Entre le 1er janvier 2026 et le 30 septembre 2027, il n'y a donc aucun paiement à effectuer, mais toutes les données d'émissions collectées pendant cette période conditionnent directement le montant dû lors de la première déclaration.
Comment se calcule le prix des certificats MACF ?
Le prix d'un certificat MACF n'est pas fixe :
Pour l'année 2026, il correspond à la moyenne trimestrielle des prix d'adjudication des quotas du SEQE-UE, appliquée aux émissions du trimestre correspondant.
À partir de 2027, la Commission passe à un calcul en moyenne hebdomadaire, pour suivre plus finement les variations du marché carbone européen.
Un importateur qui compare deux trimestres d'importation 2026 doit donc s'attendre à un prix de certificat différent d'un trimestre à l'autre, en fonction du prix moyen des quotas SEQE-UE sur chaque période.
Que faire si vos fournisseurs ne peuvent pas fournir de données d'émissions vérifiées ?
La méthode de référence reste les données réelles, vérifiées par un vérificateur accrédité auprès de chaque fournisseur. À défaut, la Commission a publié le 4 février 2026 un document technique de valeurs par défaut d'émissions, utilisable en l'absence de données réelles disponibles pour un produit et une origine donnés, accessible sur le portail européen du MACF.
Peut-on déduire un prix du carbone déjà payé à la production ?
Un importateur qui peut démontrer qu'un prix du carbone a déjà été acquitté dans le pays de production, pour les émissions incorporées dans les marchandises importées, peut le déduire du nombre de certificats MACF à restituer.
Cette déduction, prévue par le dispositif définitif décrit par la Commission européenne, suppose de conserver une preuve documentée de ce paiement, à fournir au moment de la déclaration.
Que faut-il préparer dès maintenant avant l'échéance de septembre 2027 ?
Quatre actions concrètes à engager dès maintenant, pas à l'approche de l'échéance de 2027 :
- Vérifier si le volume annuel importé de produits couverts (acier, aluminium, ciment, engrais, hydrogène, électricité) dépasse le seuil de 50 tonnes qui déclenche l'obligation de déclarant MACF autorisé, et déposer sans délai la demande auprès de la DGEC si ce n'est pas déjà fait.

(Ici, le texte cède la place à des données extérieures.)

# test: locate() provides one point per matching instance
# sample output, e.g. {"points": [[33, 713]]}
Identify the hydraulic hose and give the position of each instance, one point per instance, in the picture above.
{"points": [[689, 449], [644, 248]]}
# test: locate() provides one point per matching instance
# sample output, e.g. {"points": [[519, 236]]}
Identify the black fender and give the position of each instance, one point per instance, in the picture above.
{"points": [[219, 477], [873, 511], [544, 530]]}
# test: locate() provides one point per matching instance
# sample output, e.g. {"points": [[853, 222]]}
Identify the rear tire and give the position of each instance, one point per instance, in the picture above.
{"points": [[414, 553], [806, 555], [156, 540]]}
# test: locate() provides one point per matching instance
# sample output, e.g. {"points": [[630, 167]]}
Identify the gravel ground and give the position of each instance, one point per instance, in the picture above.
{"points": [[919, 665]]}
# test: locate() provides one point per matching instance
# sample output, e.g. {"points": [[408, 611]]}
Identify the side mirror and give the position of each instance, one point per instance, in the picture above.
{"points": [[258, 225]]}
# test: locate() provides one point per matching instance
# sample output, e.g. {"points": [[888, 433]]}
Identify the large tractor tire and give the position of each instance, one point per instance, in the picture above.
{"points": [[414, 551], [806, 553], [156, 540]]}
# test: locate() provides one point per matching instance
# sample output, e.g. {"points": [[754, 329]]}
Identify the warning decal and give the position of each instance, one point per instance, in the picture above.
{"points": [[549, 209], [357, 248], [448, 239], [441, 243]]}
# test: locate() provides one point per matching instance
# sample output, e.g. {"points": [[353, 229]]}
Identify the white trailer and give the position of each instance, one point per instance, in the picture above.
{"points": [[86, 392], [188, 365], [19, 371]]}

- Obtenir de chaque fournisseur hors UE des données d'émissions incorporées vérifiées, cargaison par cargaison, dans le format attendu par la méthode de calcul de la Commission, ou à défaut s'appuyer sur les valeurs par défaut publiées le 4 février 2026.
- Rassembler toute preuve d'un prix du carbone déjà payé à la production, pour faire valoir la déduction correspondante lors de la déclaration.
- Mettre en place, en interne, un suivi structuré des importations 2026 dès maintenant : les données manquantes sur une cargaison de janvier 2026 ne pourront plus être reconstituées facilement au moment de la déclaration de septembre 2027.